Ellio, did you find your https:// pages in the SERPs out of the blue?
we have noticed it on one of our sites. it is back to http:// now.
it is quite strange as there is no link to the https:// page from anywhere.
leads to a suspicion that someone could enter the https:// page by mistake with a toolbar installed on it.

I noticed it when doing a site: search as the htpp index page (and others) had been replaced by the https version.

I have worked out how it happened and corrected the error. We had a secure forms on the same domain but they have now been transferred to a related domain and the SSL cert has been removed and a new SSL installed on the related domain.

The problem was with relative linking. There were no direct links to the https index page but there was a single relative /page.html link on the form pages and in turn that page had a /index.html relative link that the robot then sees as [mysite.co.uk...]

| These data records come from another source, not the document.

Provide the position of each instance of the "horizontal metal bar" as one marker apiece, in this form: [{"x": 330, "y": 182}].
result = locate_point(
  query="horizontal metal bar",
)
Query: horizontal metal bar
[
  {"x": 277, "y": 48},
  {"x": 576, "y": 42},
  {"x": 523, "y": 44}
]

Good reason for ONLY using absolute linking. All our links have been changed to absolute but we are still waiting for the https pages to go and the http pages to return.

Luckily the problem occured in the default index and not Big Daddy.

Ellio

12:02 pm on Mar 20, 2006 (gmt 0)

Google have finally removed the https versions of the pages and replaced the http index page. Ranking however has not returned yet.

About half the site is now URL only but that may change at next crawl.

Ellio

11:14 am on Mar 21, 2006 (gmt 0)

Update for all those that were following this:

Google help emailed to say that they had removed the offending https pages as requested.

They confirmed that the http page versions would not be effected as these pages did not return a 404 error.

Sounds like its safe to use remove tool providing ONLY the exact URL being removed shows a 404 error.

I would not rely on Google remove/robots.txt for this.